Students pose during a get-out-the-vote campaign Thursday organized by local officials in Korat.

BANGKOK — Throughout much of the nation, one would have little idea its future hangs in the balance come Sunday.

Several randomly selected residents around the kingdom said this week they’re either not interested or unaware of Sunday’s charter referendum despite attempts to drum up interest and turnout by the military government and Election Commission.

“I know almost nothing about the referendum,” said Rangsinee Thongsuk, who sells used cars in Chiang Rai city and was one of two people there to say they knew little to nothing about Sunday’s vote.

Rangsinee said voting one way or the other would make no difference as the nation is trapped in political turmoil. She said she will decide just by Sunday whether to cast a ballot.

Kanok Visawakul, also from Chiang Rai, said although he knows the referendum is happening, he knows little about the actual contents of the proposed constitution written by junta appointees.

Not far away in Chiang Mai, Pipob Udomittiphong, a political commentator on social media said many people in his area have little interest or knowledge about the charter referendum.

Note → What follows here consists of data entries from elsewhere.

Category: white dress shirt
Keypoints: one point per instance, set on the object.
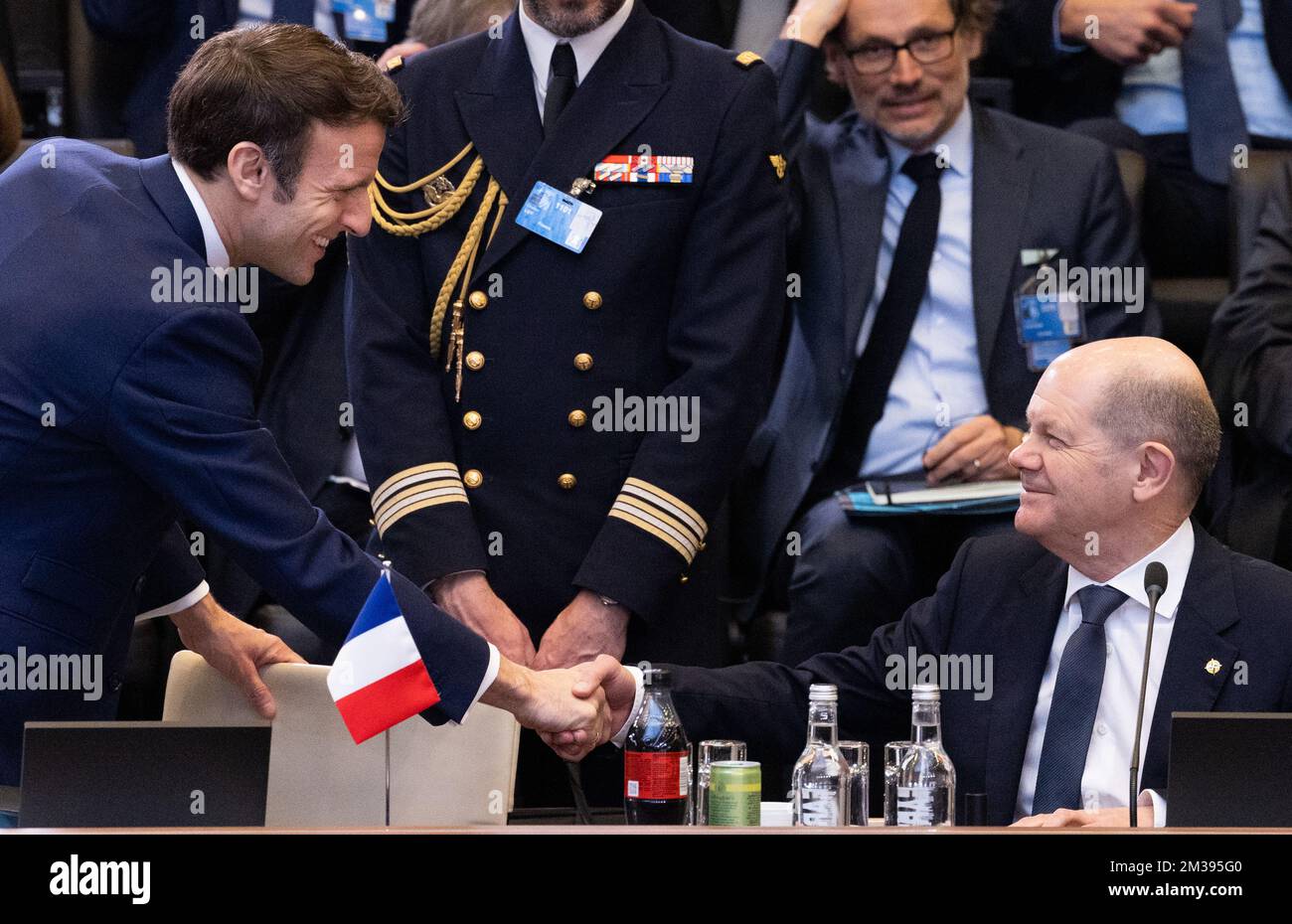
(586, 48)
(1109, 759)
(938, 378)
(218, 257)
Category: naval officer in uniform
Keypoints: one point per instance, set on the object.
(127, 396)
(550, 433)
(550, 425)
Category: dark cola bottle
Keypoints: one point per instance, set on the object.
(657, 759)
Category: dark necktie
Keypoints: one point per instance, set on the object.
(1215, 121)
(561, 85)
(295, 11)
(907, 282)
(1075, 701)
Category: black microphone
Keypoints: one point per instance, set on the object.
(1154, 585)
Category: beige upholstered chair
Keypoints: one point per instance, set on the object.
(318, 777)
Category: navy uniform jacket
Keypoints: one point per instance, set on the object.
(151, 413)
(677, 293)
(1002, 598)
(1033, 188)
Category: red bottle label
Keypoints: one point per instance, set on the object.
(657, 774)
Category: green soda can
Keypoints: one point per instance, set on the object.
(735, 790)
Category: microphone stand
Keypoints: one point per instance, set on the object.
(1154, 593)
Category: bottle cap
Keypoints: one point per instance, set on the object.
(925, 693)
(823, 693)
(657, 676)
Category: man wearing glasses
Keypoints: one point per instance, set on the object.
(918, 219)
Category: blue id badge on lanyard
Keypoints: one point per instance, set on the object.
(1048, 326)
(559, 218)
(365, 21)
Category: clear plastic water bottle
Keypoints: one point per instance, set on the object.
(821, 774)
(926, 779)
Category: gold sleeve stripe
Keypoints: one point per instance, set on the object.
(629, 516)
(662, 498)
(437, 488)
(411, 476)
(657, 516)
(418, 501)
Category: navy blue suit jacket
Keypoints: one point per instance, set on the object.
(1033, 188)
(1003, 597)
(117, 412)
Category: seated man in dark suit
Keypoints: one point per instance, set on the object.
(164, 34)
(1248, 368)
(1123, 435)
(1189, 85)
(918, 220)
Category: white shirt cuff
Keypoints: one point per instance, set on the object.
(490, 676)
(181, 604)
(638, 679)
(1159, 807)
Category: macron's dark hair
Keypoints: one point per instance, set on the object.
(267, 85)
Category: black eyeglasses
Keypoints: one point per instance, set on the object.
(928, 50)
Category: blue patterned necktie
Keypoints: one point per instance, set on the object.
(295, 11)
(1075, 701)
(1215, 121)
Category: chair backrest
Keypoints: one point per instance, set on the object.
(318, 777)
(1133, 170)
(1248, 194)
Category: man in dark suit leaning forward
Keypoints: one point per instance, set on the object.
(127, 379)
(1122, 438)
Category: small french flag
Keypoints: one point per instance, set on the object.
(379, 678)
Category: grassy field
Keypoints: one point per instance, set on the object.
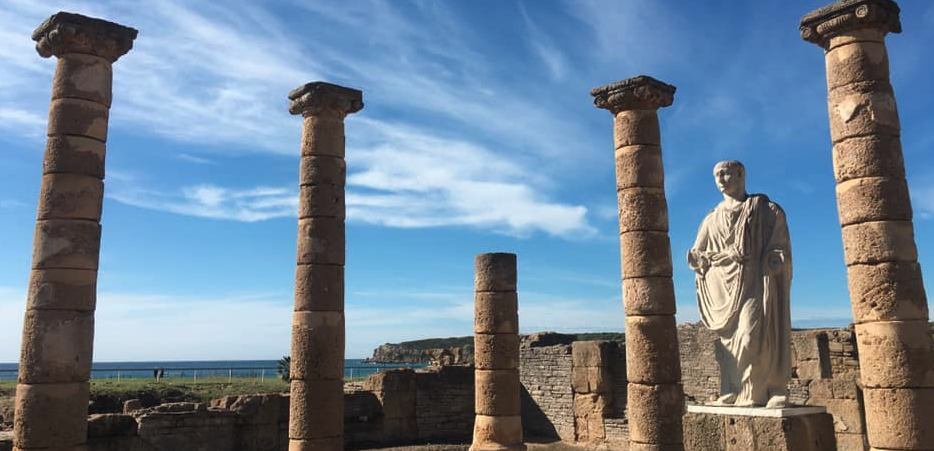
(108, 395)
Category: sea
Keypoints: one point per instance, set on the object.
(255, 369)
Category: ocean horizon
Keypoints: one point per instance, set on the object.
(195, 369)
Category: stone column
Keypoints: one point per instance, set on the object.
(316, 411)
(886, 290)
(58, 331)
(655, 397)
(498, 423)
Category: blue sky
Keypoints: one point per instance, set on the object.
(478, 135)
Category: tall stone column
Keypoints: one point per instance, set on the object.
(58, 331)
(655, 398)
(886, 290)
(498, 423)
(316, 415)
(316, 411)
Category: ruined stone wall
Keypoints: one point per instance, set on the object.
(547, 397)
(444, 404)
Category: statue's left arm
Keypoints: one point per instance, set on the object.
(777, 253)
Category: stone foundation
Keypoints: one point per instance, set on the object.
(714, 431)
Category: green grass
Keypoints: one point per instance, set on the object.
(108, 395)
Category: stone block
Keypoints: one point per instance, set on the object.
(896, 354)
(857, 110)
(639, 167)
(497, 392)
(702, 432)
(319, 288)
(496, 351)
(322, 444)
(74, 155)
(636, 446)
(316, 409)
(321, 200)
(70, 196)
(323, 135)
(649, 296)
(879, 242)
(654, 413)
(66, 243)
(57, 346)
(887, 291)
(79, 118)
(111, 425)
(496, 312)
(856, 62)
(398, 380)
(652, 355)
(636, 127)
(51, 415)
(321, 241)
(900, 418)
(317, 345)
(62, 289)
(322, 169)
(645, 254)
(847, 415)
(589, 412)
(591, 379)
(868, 156)
(854, 442)
(642, 209)
(504, 431)
(873, 199)
(132, 405)
(592, 353)
(82, 76)
(495, 272)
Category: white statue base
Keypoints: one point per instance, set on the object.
(783, 412)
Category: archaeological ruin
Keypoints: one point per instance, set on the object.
(659, 387)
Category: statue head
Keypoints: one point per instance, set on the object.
(730, 177)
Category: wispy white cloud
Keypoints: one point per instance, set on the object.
(217, 76)
(214, 202)
(406, 179)
(195, 159)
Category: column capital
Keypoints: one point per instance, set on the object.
(316, 97)
(64, 33)
(636, 93)
(820, 25)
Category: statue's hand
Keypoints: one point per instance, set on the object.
(698, 262)
(774, 260)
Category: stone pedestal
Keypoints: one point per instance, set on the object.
(890, 310)
(498, 423)
(655, 399)
(58, 331)
(740, 429)
(316, 420)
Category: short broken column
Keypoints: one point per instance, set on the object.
(498, 422)
(896, 356)
(654, 398)
(316, 411)
(58, 332)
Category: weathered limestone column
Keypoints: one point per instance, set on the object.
(886, 290)
(498, 423)
(316, 411)
(655, 397)
(58, 331)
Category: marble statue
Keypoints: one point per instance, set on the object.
(742, 261)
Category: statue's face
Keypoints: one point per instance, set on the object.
(729, 180)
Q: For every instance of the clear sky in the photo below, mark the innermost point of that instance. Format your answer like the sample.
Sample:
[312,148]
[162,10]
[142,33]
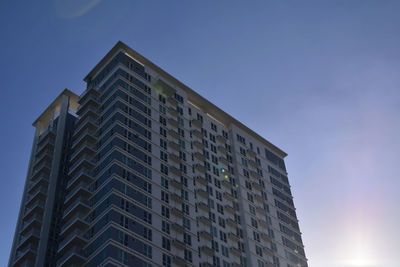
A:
[320,79]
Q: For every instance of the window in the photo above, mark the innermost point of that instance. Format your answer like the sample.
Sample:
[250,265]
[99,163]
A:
[165,227]
[166,243]
[166,260]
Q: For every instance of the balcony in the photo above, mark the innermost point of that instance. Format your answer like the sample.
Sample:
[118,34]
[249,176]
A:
[84,162]
[199,156]
[198,145]
[175,171]
[258,198]
[26,256]
[228,196]
[87,135]
[79,205]
[45,156]
[173,112]
[172,101]
[254,175]
[207,251]
[222,149]
[225,183]
[202,193]
[174,146]
[205,235]
[178,244]
[177,228]
[252,163]
[37,207]
[221,139]
[204,220]
[197,133]
[174,158]
[231,223]
[177,213]
[256,186]
[263,224]
[88,123]
[81,189]
[47,143]
[89,97]
[261,211]
[41,181]
[173,133]
[173,122]
[75,238]
[265,237]
[82,176]
[74,257]
[32,236]
[43,168]
[176,198]
[197,123]
[223,160]
[229,209]
[233,237]
[201,180]
[251,153]
[199,168]
[235,251]
[176,184]
[38,193]
[203,206]
[87,148]
[268,251]
[34,221]
[77,221]
[178,261]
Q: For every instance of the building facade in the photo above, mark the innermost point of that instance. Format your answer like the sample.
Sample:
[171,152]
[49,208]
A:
[140,170]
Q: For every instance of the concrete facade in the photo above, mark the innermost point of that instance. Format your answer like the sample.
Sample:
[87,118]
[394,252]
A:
[140,170]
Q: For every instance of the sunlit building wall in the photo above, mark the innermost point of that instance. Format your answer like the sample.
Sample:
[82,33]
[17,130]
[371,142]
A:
[140,170]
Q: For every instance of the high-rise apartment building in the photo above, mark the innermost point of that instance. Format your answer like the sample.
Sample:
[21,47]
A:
[140,170]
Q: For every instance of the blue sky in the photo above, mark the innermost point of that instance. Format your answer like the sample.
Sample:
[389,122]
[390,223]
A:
[320,79]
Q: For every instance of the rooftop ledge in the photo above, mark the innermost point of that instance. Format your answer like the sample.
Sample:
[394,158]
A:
[193,97]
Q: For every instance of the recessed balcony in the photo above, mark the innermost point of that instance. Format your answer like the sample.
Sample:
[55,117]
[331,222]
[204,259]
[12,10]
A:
[174,146]
[197,133]
[176,198]
[229,209]
[203,206]
[251,153]
[175,171]
[177,213]
[228,196]
[222,149]
[197,123]
[173,112]
[173,134]
[223,160]
[172,101]
[198,145]
[202,193]
[173,122]
[74,257]
[200,168]
[174,158]
[178,244]
[199,156]
[178,261]
[201,180]
[207,251]
[177,228]
[204,220]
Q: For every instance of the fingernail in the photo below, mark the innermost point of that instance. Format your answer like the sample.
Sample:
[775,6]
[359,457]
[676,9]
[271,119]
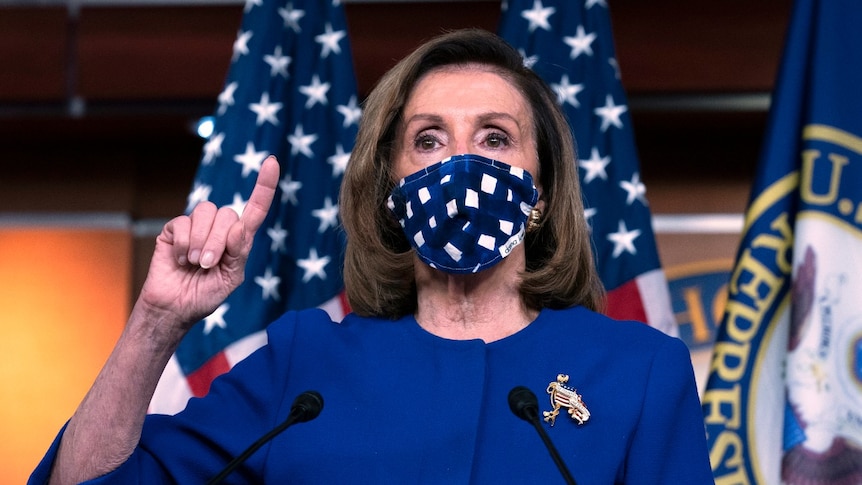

Some just don’t care, like Somked Namnuan, a driver east of Bangkok in Prachinburi province.

“I’m not interested in it because it’s very hard to understand,” he said. “It’s very complicated.”

Down in the south, Ekapol Masusuk on Koh Phangan in Surat Thani province, said he is fully prepared to participate and exercise his rights.

“Personally as far as I follow the news, this should be the best charter for this country and the majority of people,” said the 56-year-old businessman who holds a graduate degree in political science from the Surat Thani campus of the National Institute of Development Administration, or NIDA.. “Because only a minority of people and some groups of politicians dislike it. So I think this charter is quite good.”

Ekapol said much of his knowledge about the charter and referendum process has come from social media.

“But overall, considering the intention of the drafters, I think it will benefit the people and the country a lot,” he said.

He suggested both the government and the Election Commission go even further in the future.

“For clarity, and in order to deter distortion from those who mean bad, those in charge of drafting the charter should have disseminated details and information straight to every household more than they have.”